Ballsport-Verletzungen vermeiden
Achtung Ball!
Ballsportarten sind verletzungsträchtiger als etwa Schwimmen oder Radfahren. Sofern Sie sich richtig vorbereiten, können Sie Ihr individuelles Verletzungsrisiko aber deutlich verringern.
In Kürze
- Populär und verletzungsträchtig: Fußball und Handball führen die Hiltliste der verletzungsträchtigsten Sportarten an. Freizeitsportler riskieren in erster Linie Prellungen, Verstauchungen und Verrenkungen.
- Endogen oder Exogen? Endogene Verletzungen lassen sich auf körperliche und mentale Ursachen zurückführen, bei exogenen Verletzungen bestimmen äußere Einflüsse das Geschehen.
- Verletzungsrisiken minimieren: Allgemeine Vorsichtsmaßnahmen und eine gute Vorbereitung helfen Verletzungen beim Fußball zu vermeiden.
Populär und verletzungsträchtig
Spaß und Schmerz
Fußball ist die populärste Sportart in Deutschland.
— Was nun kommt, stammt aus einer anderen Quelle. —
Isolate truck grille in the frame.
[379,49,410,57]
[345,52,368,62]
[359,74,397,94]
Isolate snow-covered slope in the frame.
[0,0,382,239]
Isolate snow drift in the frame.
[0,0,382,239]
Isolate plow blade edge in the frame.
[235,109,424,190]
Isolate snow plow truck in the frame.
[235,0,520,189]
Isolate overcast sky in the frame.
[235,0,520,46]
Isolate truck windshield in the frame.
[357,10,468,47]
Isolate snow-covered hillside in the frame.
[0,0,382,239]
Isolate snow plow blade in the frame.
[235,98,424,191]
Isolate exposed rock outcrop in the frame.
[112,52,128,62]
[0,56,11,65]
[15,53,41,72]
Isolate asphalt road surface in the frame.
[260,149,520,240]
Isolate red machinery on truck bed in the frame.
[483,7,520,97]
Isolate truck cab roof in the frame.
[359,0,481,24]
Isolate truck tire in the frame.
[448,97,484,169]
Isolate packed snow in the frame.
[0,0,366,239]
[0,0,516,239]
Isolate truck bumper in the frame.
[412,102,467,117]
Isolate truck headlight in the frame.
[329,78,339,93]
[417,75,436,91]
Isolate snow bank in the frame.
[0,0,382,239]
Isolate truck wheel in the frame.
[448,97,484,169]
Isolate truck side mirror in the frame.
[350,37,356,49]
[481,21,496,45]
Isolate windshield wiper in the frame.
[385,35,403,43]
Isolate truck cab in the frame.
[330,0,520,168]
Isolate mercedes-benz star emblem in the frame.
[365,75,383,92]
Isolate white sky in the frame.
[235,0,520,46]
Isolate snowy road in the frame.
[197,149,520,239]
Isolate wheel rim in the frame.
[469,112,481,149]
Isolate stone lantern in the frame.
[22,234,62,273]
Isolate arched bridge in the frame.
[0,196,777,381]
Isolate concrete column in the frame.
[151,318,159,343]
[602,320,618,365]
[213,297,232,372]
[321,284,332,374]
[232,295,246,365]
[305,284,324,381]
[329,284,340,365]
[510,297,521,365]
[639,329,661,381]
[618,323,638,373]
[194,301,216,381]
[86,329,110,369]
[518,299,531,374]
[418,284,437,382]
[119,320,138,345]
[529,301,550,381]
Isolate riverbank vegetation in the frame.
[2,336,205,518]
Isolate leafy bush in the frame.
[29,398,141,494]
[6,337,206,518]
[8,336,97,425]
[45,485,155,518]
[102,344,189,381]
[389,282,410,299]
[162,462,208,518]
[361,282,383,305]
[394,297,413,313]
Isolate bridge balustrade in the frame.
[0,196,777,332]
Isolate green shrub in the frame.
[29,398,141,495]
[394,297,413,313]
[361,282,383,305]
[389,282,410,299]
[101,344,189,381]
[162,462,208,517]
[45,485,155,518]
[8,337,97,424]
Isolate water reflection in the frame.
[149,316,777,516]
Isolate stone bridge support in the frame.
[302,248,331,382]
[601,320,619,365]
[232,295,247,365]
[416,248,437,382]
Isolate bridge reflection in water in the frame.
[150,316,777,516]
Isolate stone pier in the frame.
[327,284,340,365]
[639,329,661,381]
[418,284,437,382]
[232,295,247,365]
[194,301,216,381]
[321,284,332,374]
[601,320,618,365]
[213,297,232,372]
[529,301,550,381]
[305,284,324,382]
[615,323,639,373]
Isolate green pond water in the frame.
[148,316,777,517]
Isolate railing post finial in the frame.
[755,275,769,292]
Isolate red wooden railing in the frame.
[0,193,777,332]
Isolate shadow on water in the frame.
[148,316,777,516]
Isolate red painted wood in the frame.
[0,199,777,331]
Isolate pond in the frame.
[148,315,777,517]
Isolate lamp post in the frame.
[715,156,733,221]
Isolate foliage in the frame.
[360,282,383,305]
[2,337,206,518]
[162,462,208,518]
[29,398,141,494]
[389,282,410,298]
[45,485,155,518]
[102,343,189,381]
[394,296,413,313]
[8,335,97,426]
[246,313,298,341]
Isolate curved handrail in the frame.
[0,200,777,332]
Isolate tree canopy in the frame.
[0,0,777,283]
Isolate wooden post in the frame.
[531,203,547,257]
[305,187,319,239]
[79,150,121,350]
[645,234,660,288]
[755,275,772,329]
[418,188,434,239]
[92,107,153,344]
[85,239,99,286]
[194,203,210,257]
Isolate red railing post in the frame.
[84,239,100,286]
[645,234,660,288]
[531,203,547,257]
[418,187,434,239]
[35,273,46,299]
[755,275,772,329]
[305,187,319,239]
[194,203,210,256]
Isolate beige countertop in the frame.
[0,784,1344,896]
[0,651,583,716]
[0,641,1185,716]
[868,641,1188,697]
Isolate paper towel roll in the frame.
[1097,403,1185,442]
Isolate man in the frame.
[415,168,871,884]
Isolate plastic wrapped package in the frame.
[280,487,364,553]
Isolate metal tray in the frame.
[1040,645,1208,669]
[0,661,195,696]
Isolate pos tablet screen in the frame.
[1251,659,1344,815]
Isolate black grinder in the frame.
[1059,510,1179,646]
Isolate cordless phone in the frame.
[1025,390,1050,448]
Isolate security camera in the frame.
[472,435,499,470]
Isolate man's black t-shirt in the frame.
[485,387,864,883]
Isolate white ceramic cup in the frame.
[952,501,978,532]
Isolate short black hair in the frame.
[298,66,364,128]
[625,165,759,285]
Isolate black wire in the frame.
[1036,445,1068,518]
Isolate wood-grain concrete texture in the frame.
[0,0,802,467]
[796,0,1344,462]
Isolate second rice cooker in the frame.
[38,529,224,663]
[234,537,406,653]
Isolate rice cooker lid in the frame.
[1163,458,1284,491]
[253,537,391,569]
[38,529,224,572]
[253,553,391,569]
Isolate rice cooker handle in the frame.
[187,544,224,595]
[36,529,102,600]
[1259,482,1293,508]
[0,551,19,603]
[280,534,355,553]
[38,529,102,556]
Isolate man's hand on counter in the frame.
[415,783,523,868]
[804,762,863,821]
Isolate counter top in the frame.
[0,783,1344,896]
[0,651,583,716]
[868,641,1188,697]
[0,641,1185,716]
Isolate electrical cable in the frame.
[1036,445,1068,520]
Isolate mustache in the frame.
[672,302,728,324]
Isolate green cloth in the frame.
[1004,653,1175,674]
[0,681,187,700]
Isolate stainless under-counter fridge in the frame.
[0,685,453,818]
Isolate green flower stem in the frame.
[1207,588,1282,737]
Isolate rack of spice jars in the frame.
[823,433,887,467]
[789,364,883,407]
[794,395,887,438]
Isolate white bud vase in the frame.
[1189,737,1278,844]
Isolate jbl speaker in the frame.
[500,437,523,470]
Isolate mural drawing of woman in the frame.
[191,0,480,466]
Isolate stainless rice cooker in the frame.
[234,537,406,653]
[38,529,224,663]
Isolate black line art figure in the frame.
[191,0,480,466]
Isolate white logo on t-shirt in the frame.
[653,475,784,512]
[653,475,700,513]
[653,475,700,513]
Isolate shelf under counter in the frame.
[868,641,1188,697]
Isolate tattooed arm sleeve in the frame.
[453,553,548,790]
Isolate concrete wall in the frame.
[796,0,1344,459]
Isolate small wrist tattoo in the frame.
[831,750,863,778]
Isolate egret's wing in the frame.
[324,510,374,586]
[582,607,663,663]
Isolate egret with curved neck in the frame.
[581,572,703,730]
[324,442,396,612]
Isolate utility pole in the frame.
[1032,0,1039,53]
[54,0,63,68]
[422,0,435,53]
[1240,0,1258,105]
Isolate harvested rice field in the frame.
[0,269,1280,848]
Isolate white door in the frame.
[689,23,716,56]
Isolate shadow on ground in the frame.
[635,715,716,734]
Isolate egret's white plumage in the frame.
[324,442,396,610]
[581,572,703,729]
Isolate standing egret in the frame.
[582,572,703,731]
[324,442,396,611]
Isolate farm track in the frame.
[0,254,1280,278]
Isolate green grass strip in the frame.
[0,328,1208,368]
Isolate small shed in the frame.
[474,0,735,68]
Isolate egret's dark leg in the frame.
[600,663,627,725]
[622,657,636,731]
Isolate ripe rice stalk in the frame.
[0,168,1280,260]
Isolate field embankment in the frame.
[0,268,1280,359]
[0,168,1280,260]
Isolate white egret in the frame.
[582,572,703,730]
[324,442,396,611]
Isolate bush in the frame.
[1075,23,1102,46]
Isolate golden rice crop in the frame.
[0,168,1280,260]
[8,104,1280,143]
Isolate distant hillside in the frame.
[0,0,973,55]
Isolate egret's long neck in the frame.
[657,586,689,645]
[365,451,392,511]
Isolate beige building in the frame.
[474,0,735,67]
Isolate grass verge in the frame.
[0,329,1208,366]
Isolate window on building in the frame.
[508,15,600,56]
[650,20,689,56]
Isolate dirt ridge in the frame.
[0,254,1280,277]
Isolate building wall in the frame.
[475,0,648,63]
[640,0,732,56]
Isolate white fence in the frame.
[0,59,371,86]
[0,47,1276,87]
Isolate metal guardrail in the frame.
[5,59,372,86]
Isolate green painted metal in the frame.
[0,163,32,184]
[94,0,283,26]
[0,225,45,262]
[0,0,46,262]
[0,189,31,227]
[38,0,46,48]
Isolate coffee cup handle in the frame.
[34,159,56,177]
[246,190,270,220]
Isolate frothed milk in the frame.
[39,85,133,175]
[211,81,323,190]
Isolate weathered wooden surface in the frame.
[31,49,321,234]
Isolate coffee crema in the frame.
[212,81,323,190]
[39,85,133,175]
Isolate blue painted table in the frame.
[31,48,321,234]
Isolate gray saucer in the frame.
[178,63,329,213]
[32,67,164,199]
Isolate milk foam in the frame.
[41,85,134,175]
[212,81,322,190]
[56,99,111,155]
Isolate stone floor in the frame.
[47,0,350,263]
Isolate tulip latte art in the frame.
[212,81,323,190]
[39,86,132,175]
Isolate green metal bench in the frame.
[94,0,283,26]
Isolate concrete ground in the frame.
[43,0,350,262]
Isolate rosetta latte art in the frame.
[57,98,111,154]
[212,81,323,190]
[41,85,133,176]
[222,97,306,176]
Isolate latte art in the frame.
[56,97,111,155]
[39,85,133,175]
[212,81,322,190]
Der Deutsche Fußball-Bund zählte 2020 über 7,17 Millionen Mitglieder in Fußballvereinen, darunter rund 5 Millionen Erwachsene. Hinzu kommen ungezählte Fußballbegeisterte, die in Parks und auf Bolzplätzen das Leder jagen. Wer Sport treibt, lebt zwar grundsätzlich gesünder. Aber gerade Ballsportarten sind verletzungsträchtiger als Schwimmen oder Radfahren. Mit der richtigen Vorbereitung können Sie Ihr individuelles Verletzungsrisiko aber deutlich verringern.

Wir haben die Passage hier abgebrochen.